Persistent Storage. If you want data to survive container restarts, add a volume when creating the container:

docker run -d --name mysql -e MYSQL_ROOT_PASSWORD=mysecretpassword -v mysql_data:/var/lib/mysql -p 3306:3306 mysql

• docker run: Create and start a new container.
• -d: This flag runs the container in detached mode, meaning it runs in the background.
• ‐‐ mysql: This option assigns the name “mysql” to the container for easier reference.
• -e MYSQL_ROOT_PASSWORD=mysecretpassword: It sets the MySQL root password (an environment variable inside the container) to “mysecretpassword.”
• -v mysql_data:/var/lib/mysql: This mounts a volume named mysql_data to the container's /var/lib/mysql directory.
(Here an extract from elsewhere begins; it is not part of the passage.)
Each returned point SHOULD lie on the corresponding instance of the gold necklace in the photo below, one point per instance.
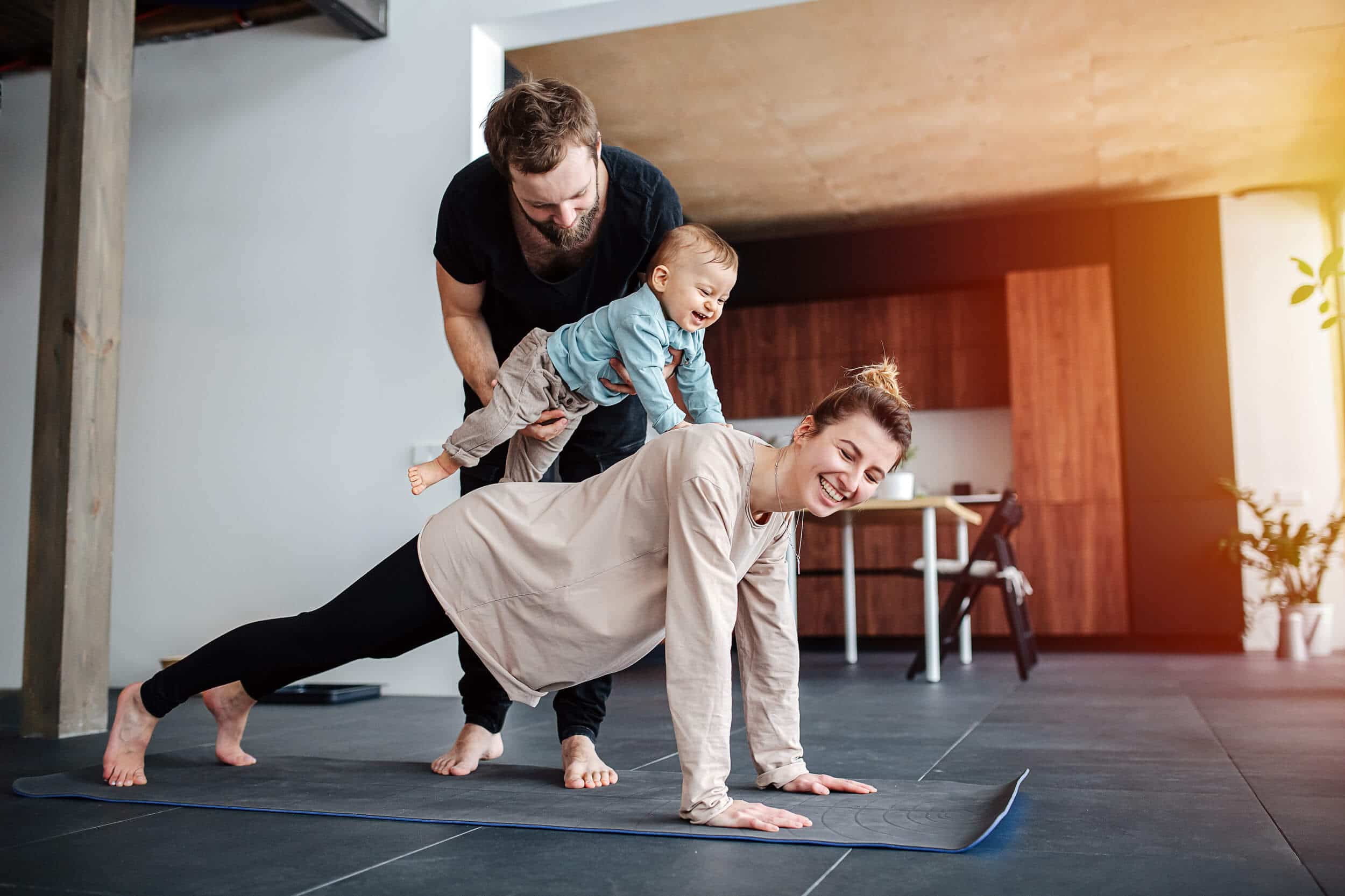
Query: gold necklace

This allows data to persist even if the container is removed.
• -p 3306:3306: This maps port 3306 of the host machine to port 3306 of the container, allowing access to the MySQL server.
• mysql: This specifies the official MySQL image to use.
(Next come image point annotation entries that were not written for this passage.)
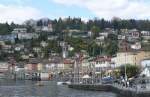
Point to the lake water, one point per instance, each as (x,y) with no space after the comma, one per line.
(50,89)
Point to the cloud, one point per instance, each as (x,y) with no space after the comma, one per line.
(18,14)
(113,8)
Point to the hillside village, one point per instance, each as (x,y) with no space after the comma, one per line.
(45,46)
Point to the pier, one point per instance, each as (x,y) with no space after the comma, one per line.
(123,92)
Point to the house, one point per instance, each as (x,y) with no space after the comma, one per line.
(19,30)
(132,35)
(101,63)
(27,36)
(9,37)
(146,71)
(68,64)
(136,46)
(4,67)
(145,63)
(121,37)
(145,35)
(131,57)
(32,65)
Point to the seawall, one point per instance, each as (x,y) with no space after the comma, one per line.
(110,88)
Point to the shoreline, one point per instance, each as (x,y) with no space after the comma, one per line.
(110,88)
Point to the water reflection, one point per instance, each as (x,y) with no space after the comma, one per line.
(50,89)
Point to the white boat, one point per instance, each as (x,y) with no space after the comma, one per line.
(64,83)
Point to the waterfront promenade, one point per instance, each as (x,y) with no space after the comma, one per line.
(119,89)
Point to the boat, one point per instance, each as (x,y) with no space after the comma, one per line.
(64,83)
(39,84)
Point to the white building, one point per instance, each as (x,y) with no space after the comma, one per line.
(145,63)
(27,36)
(19,30)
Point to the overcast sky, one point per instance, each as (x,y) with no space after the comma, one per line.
(21,10)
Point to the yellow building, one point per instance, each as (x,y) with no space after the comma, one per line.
(132,57)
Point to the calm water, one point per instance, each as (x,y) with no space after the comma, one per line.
(50,89)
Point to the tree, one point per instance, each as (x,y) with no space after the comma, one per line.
(132,70)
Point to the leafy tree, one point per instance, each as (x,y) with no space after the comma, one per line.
(132,70)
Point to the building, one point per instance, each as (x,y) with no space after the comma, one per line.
(145,35)
(145,63)
(19,30)
(27,36)
(131,57)
(4,67)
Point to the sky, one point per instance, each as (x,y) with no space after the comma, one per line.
(20,10)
root@docker-container:~# docker exec -it mysql mysql -u root -p
Enter password:
Welcome to the MySQL monitor.  Commands end with ; or \g.
Your MySQL connection id is 10
Server version: 9.3.0 MySQL Community Server - GPL
[...]
mysql> CREATE DATABASE my_database;
mysql> USE my_database;
Database changed
mysql> CREATE TABLE users (
    ->     id INT AUTO_INCREMENT PRIMARY KEY,
    ->     name VARCHAR(50) NOT NULL,
    ->     email VARCHAR(100) NOT NULL UNIQUE,
    ->     created_at TIMESTAMP DEFAULT CURRENT_TIMESTAMP
    -> );
Query OK, 0 rows affected (0.068 sec)

mysql> INSERT INTO users (name, email)
    -> VALUES
    ->     ('Bob', 'bob@example.com'),
    ->     ('Charlie', 'charlie@example.com');
Query OK, 2 rows affected (0.021 sec)
Records: 2  Duplicates: 0  Warnings: 0

mysql> exit
Bye
root@docker-container:~# docker exec mysql sh -c 'exec mysqldump --all-databases -uroot -p"$MYSQL_ROOT_PASSWORD"' > backup.sql

The last instruction is a backup and requires a better explanation:

• docker exec: It allows you to run a command inside a running container.
• mysql: This specifies the name of the container where the command will be executed.
• sh -c: This starts a shell session to run the following command.
• exec mysqldump ‐‐all-databases -uroot -p"$MYSQL_ROOT_PASSWORD": It runs the mysqldump utility to back up all databases.
• ‐‐all‐databases: This option tells mysqldump to export all databases
• -uroot: This specifies the username to connect to the MySQL server, in this particular case, “root.”
• -p"$MYSQL_ROOT_PASSWORD": This uses the environment variable MYSQL_ROOT_PASSWORD for the password.
• > backup.sql: This redirects the output of the mysqldump command to a file named backup.sql on the host machine.